If you had to re-architect the system, what storage mechanism / caching would you use? what kind of computer science learning can be used here? (eg collections, list access etc)
Some general thoughts, not particular to any specific technology:
Partition the data by user ID. The idea is that you can uniformly divide the user space to distinct partitions of roughly the same size. You can use an appropriate hashing function to divide users across partitions. Ultimately, each partition belongs on a separate machine. However, even on different tables/databases on the same machine this will eliminate some of the contention. Partitioning limits contention, and opens the door to scaling "linearly" in the future. This helps with load distribution and scale-out too.
When picking a hashing function to partition the records, look for one that minimizes the number of records that will have to be moved should partitions be added/removed.
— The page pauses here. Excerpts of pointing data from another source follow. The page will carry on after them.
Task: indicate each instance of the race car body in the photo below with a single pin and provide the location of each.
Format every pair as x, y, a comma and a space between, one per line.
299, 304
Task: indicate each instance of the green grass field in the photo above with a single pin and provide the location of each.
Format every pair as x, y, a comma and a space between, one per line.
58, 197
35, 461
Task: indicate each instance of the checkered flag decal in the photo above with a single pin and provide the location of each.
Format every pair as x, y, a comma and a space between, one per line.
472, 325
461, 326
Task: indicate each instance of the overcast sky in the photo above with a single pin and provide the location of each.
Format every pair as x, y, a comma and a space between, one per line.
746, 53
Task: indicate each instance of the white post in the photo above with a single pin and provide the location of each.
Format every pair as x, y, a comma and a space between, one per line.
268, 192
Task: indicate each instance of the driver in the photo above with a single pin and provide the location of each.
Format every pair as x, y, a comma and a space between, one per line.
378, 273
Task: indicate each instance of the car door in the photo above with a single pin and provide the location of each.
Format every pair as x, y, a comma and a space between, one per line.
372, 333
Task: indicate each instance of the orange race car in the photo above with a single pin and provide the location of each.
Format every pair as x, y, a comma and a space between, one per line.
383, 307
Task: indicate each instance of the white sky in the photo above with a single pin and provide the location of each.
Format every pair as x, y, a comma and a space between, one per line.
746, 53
Like many other applications, we could assume the use of the service follows a power law curve: few of the user pages cause much of the traffic, followed by a long tail. A caching scheme can take advantage of that. The steeper the curve, the more effective caching will be. Given the short messages, if each page shows 100 messages, and each message is 100 bytes on average, you could fit about 100,000 top-pages in 1GB of RAM cache. Those cached pages could be written lazily to the database. Out of 10 Mil users, 100,000 is in the ballpark for making a difference.
Partition the web servers, possibly using the same hashing scheme. This lets you hold separate RAM caches without contention. The potential benefit is increasing the cache size as the number of users grows.
If appropriate for your environment, one approach for ensuring new messages are eventually written to the database is to place them in a persistent message queue, right after placing them in the RAM cache. The queue suffers no contention, and helps ensure messages are not lost upon machine failure.
One simple solution could be to denormalize your data, and store pre-calculated aggregates in a separate table, e.g. a MESSAGE_COUNTS table which has a column for the user ID and a column for their message count. When the main messages table is updated, then re-calculate the aggregate.
It's just shifting the bottleneck from one place to another, but it might move it somewhere that's less of a burden.